We recently upgraded our internal CA to use SHA2 and added an intermediate cert.
We are unable to login to Skype for Business using the SHA2 cert in our QA environment which is also using SHA2 certs. Our clients work fine, but the VVX phones will not register.
I've manually loaded the entire cert chain to the VVX and we are still seeing issues.
Has anyone upgraded to SHA2 and introduced an intermediate cert? Did your VVX phones have issues registering to Skype? Any advice?
We have not updated our Skype OAUTH cert yet because that will update everywhere in our Skype environment.
UC Software Version 126.96.36.1996
Updater Version 188.8.131.520
We do have a provisioning server.
Any help is greatly appreciated.
welcome back to the Polycom Community.
SHA2 is supported but without any logs or in parallel a wireshark trace to see the exchange we cannot help you on this issue.
You can post logs / wireshark traces here but for Polycom to help this needs to come into support.
Please ensure to provide some feedback if this reply has helped you so other users can profit from your experience.
Polycom Global Services
Main log entry that repeats is:
0206180411|sip |4|00|[cert_verify_callback,tcp]:Server certificate verification failed, Untrusted Certificate,error=20
0206180411|sip |4|00|MakeTlsConnection: SSL_connect error 1
0206180411|sip |4|00|MakeTlsConnection: connection failed error -1
I will open a ticket with support to continue working on this. I just wasn't sure if someone who has been in this situation could potentially give me a push in the right direction.
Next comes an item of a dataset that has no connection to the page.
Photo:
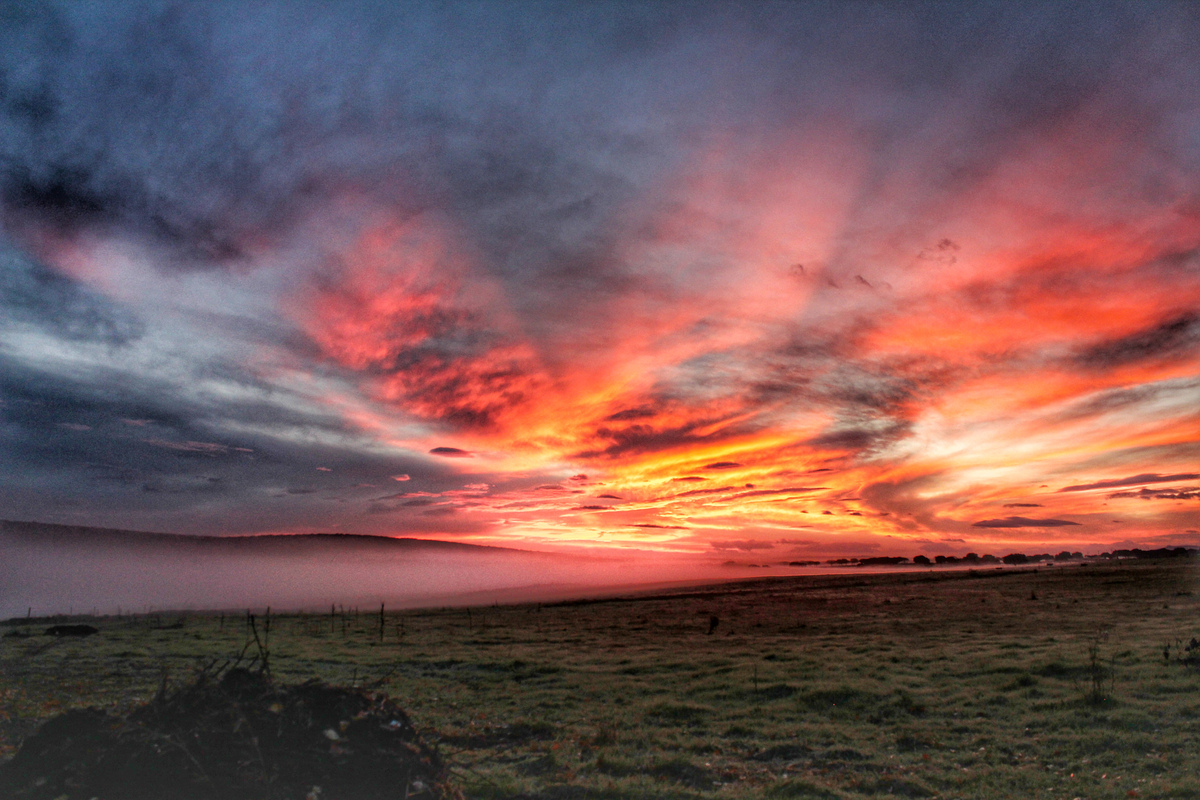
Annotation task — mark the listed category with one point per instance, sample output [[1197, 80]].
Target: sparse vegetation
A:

We don't use an intermediary with our internal CA. When we had to renew our internal CA cert we added the new and old CA Cert via config file to all our phones.
We added the new one to CA 7 and the old one to CA 5 on the phones, only use CA 7 if you have no older Polycom SIP phones or they have different config files. So you would have three certs CA 6 is managed automatically if you have PIN auth setup.
Attached JPEG for referance.
Try with these logs:
Settings > Logging > Global Settings > Global Log Level Limit > Debug
Settings > Logging > Global Settings > Global Log Level Limit > Log File Size (Kbytes) > VVX pr = 1000 or Trio 10000
Settings > Logging > Module Log Level Limits > SIP > Debug
Settings > Logging > Module Log Level Limits > CURL > Event 1
Supply them to support once you ensured its not an issue on your end.